After acute or chronic damage to the epidermal barrier, the spontaneous repair mechanism of the skin will accelerate the production of keratinocytes, shorten the replacement time of epidermal cells, and mediate the production and release of cytokines, resulting in hyperkeratosis and mild inflammation of the skin. This is also typical of dry skin symptoms.

Local inflammation can also exacerbate skin dryness, in fact, the breakdown of the epidermal barrier promotes the synthesis and release of a series of pro-inflammatory cytokines, such as IL-1he TNF, so that phagocytic immune cells, especially neutrophils, are destroyed. After being attracted to the dry site, after reaching the destination, neutrophils secrete leukocyte elastase, cathepsin G, protease 3, and collagenase into the surrounding tissues, and form and enrich protease in keratinocytes. Potential consequences of excessive protease activity: 1. Cell damage; 2. Release of pro-inflammatory cytokines; 3. Premature degeneration of cell-to-cell contacts that promote cell mitosis. Proteolytic enzyme activity in dry skin, which may also affect sensory nerves in the epidermis, is associated with pruritus and pain. Topical application of tranexamic acid and α1-antitrypsin (a protease inhibitor) to xerosis is effective, suggesting that xeroderma is associated with proteolytic enzyme activity.

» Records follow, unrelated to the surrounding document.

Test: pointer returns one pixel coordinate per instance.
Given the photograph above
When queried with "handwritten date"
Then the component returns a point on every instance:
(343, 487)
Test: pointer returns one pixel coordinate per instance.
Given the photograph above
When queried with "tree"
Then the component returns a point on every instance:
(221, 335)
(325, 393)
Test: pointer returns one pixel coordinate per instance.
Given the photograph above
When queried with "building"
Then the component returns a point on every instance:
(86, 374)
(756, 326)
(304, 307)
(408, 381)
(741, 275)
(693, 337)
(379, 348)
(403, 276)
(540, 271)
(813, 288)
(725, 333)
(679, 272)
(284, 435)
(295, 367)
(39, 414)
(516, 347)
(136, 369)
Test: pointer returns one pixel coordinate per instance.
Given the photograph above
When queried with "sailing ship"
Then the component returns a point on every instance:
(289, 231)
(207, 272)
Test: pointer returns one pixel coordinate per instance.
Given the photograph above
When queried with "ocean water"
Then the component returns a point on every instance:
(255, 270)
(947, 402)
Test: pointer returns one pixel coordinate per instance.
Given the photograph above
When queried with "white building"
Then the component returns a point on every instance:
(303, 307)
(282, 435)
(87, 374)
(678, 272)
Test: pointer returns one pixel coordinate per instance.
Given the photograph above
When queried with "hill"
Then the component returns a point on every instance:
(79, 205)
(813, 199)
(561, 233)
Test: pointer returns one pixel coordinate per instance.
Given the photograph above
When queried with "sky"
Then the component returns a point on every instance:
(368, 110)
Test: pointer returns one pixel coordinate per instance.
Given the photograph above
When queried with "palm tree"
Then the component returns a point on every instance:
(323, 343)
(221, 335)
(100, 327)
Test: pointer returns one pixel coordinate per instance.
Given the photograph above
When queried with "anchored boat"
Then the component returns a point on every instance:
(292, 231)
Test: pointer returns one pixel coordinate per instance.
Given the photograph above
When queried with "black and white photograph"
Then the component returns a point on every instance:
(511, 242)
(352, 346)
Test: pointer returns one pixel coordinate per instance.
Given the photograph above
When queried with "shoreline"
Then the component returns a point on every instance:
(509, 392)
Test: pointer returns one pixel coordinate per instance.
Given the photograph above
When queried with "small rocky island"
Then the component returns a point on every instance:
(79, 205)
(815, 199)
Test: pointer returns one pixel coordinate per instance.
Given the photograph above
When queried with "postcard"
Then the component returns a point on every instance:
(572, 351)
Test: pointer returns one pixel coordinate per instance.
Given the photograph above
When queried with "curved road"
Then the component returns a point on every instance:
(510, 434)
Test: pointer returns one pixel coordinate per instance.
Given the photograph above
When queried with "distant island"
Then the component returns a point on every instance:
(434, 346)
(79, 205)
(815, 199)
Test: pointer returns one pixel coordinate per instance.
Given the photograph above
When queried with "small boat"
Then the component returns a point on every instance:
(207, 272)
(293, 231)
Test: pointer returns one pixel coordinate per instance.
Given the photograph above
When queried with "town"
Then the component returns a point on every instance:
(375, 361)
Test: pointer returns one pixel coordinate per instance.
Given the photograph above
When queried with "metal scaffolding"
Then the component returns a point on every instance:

Dry epidermis means that the skin barrier is disturbed, lipids are lost, proteins are reduced, and local inflammatory factors are released. Skin dryness caused by barrier damage is different from dryness caused by reduced sebum secretion, and the effect of simple lipid supplementation often fails to meet expectations. Moisturizing cosmetics developed for barrier damage should not only supplement stratum corneum moisturizing factors, such as ceramides, natural moisturizing factors, etc., but also take into account the effects of antioxidant, anti-inflammatory, and anti-cell division, thereby reducing incomplete differentiation of keratinocytes. Barrier skin dryness is often accompanied by pruritus, and the addition of antipruritic actives should be considered.